SAM-PD: How Far Can SAM Take Us in Tracking and Segmenting Anything in Videos by Prompt Denoising
This work provides a concise baseline for enabling tracking capabilities in SAM-based applications, addressing video segmentation tasks for computer vision researchers, though it is incremental as it adapts an existing model to a new domain.
The paper tackled video object and instance segmentation by adapting the Segment Anything Model (SAM) to track and segment objects in videos, treating tracking as a prompt denoising task; it achieved comparable performance on datasets like DAVIS2017, YouTubeVOS2018, and UVO without using dedicated tracking modules.

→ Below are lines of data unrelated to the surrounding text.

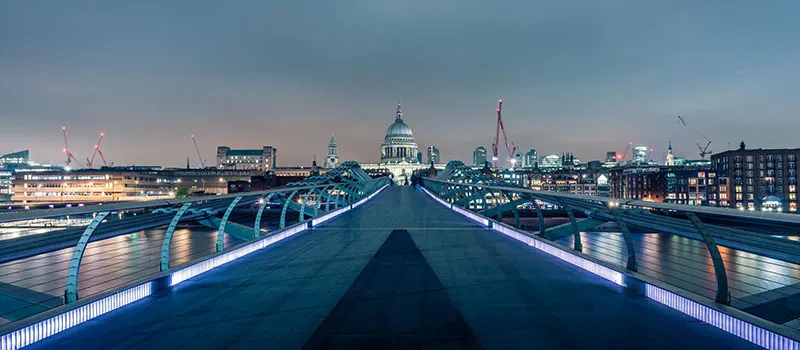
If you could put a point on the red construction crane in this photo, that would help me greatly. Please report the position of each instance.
(704, 151)
(500, 126)
(202, 161)
(90, 161)
(624, 154)
(67, 153)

Recently, promptable segmentation models, such as the Segment Anything Model (SAM), have demonstrated robust zero-shot generalization capabilities on static images. These promptable models exhibit denoising abilities for imprecise prompt inputs, such as imprecise bounding boxes. In this paper, we explore the potential of applying SAM to track and segment objects in videos where we recognize the tracking task as a prompt denoising task. Specifically, we iteratively propagate the bounding box of each object's mask in the preceding frame as the prompt for the next frame. Furthermore, to enhance SAM's denoising capability against position and size variations, we propose a multi-prompt strategy where we provide multiple jittered and scaled box prompts for each object and preserve the mask prediction with the highest semantic similarity to the template mask. We also introduce a point-based refinement stage to handle occlusions and reduce cumulative errors. Without involving tracking modules, our approach demonstrates comparable performance in video object/instance segmentation tasks on three datasets: DAVIS2017, YouTubeVOS2018, and UVO, serving as a concise baseline and endowing SAM-based downstream applications with tracking capabilities.